Your inspirations had limitations too
For some reason, we tend to believe that our creative inspirations had perfect conditions while they were creating. We think they achieved exactly what they hoped for—that they brought their imagination to life just as it existed in their minds.
This is not true.
Every creative act has limitations. Limitations of skill, knowledge, time, money, focus, perspective, gear, connections. We try to mimic these creations, and complain because we don’t have the exact conditions they did. We fail to recognize they had their own set of limitations, and they also couldn’t achieve exactly what they had in their minds.
This became clear to me when Taylor Swift re-recorded her albums as “Taylor’s Version.” Specifically, the guitar groove on her song Style (one of the great pop songs of the era) just isn’t the same. It’s not as good. Even with the best studios in the world, with the most talented session players throwing everything they can at recreating her songs verbatim, they couldn’t get the groove right on Style. Time is infinitely divisible. A groove is as unique as a fingerprint. Whoever played guitar on the original in 2014 had a groove in their bones that just can’t be recreated.

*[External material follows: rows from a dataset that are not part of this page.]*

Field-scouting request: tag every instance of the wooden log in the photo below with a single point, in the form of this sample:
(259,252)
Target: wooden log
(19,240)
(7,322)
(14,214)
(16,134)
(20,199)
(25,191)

When you look at a shot from a Christopher Nolan movie, you might be thinking to yourself “I wish I had the crew he had, and could shoot on the cameras he could.” Sure, we all do. But Nolan’s shots have a different set of limitations. He’s directing actors with mammoth egos. He’s under immense pressure from studios to make another blockbuster. Everything he’s ever created had its own set of limitations.
Your limitations are your gift. They are the waters you must sail today. Great artists don’t only sail in good conditions—they sail every day in any condition, and make the most of it.